Darüber hinaus bedient sich das Korps der Geldfluss-Nachverfolgung. «Wir haben uns auf die Fahnen geschrieben, deliktische Gelder für das Opfer zu sichern. Heute handelt es sich dabei immer öfter auch um Kryptowährungen», sagt er. Hier käme deren grundsätzliche Öffentlichkeit den Strafverfolgern zu Gute. Zudem würden immer mehr Kryptobörsen mit den Behörden zusammenarbeiten. Nussbaumer berichtet von Fällen, bei denen Geschädigten Kryptowährungen gestohlen wurden und bei denen es der Polizei gelang in Zusammenarbeit mit den Tauschbörsen auch im Ausland, die Deliktsumme in die Schweiz zurück zu holen. Auch zu Mitteln der geheimen Observation werde gegriffen, um Straftaten aufzuklären. Schliesslich widme sich auch die Polizei ganz technisch gesehen der Schadcodeanalyse und arbeite hier sehr eng mit Experten des Bundes wie Fedpol oder Melani zusammen.

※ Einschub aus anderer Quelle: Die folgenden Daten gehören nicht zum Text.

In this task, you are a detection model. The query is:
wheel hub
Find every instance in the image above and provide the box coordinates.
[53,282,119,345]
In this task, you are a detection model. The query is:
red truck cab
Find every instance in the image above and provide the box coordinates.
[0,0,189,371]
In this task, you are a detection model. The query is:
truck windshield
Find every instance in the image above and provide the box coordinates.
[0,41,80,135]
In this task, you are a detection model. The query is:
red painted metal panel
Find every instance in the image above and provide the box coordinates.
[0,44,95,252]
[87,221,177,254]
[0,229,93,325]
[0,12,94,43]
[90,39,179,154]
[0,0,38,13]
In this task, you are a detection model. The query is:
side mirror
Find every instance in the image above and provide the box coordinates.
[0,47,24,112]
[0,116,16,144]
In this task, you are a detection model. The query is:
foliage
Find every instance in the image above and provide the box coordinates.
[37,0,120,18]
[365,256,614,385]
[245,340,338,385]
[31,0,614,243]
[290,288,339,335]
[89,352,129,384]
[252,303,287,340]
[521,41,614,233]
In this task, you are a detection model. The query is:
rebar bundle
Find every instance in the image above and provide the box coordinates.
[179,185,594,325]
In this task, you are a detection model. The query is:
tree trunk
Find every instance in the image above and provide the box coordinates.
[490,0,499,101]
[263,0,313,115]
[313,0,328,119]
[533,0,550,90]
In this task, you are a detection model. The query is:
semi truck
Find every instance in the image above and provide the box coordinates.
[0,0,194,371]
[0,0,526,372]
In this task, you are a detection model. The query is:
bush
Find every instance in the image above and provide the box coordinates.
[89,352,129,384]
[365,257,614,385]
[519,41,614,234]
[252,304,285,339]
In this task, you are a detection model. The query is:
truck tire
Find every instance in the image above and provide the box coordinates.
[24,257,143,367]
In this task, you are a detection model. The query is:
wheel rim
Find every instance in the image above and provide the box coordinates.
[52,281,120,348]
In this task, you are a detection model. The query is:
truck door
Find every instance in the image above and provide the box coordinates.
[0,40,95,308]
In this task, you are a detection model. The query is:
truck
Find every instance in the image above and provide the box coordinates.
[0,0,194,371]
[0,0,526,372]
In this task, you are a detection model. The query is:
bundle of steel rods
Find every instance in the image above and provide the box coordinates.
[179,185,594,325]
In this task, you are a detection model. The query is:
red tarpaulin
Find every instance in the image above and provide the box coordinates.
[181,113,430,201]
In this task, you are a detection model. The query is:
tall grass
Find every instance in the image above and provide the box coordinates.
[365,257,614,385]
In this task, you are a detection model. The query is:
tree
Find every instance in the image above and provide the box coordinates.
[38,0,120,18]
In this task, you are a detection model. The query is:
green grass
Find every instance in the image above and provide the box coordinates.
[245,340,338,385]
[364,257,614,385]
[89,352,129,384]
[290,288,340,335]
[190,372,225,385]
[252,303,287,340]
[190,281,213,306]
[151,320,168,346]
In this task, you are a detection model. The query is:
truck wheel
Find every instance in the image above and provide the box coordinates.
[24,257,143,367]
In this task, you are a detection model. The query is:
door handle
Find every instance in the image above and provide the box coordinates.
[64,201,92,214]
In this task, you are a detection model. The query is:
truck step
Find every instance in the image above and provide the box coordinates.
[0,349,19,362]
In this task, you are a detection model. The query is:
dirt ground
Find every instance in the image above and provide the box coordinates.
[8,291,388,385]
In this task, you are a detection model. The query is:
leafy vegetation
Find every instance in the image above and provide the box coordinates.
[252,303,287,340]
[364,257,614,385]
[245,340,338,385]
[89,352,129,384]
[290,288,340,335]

Neben der Identifikation und Lokalisation von Straftätern komme der Polizei auch noch die Aufgabe zu, Geschädigte zu betreuen. Hier habe die Polizei viel Erfahrung, da sich die Mechanismen von digitalen und analogen Straftaten in Bezug auf die Auswirkungen auf die Opfer nicht gross unterscheiden. «Was wir allerdings nicht leisten können, ist der Schutz der Infrastruktur von Unternehmen», betont Nussbaumer. Es sei Aufgabe der Firmen, ihre eigene Infrastruktur zu schützen. «So wie Sie Ihre Haus- oder Wohnungstüre abschliessen müssen, sollten Sie auch Ihre IT fit halten und ausreichend absichern», lautet diesbezüglich das Fazit des Zürcher Cybercops.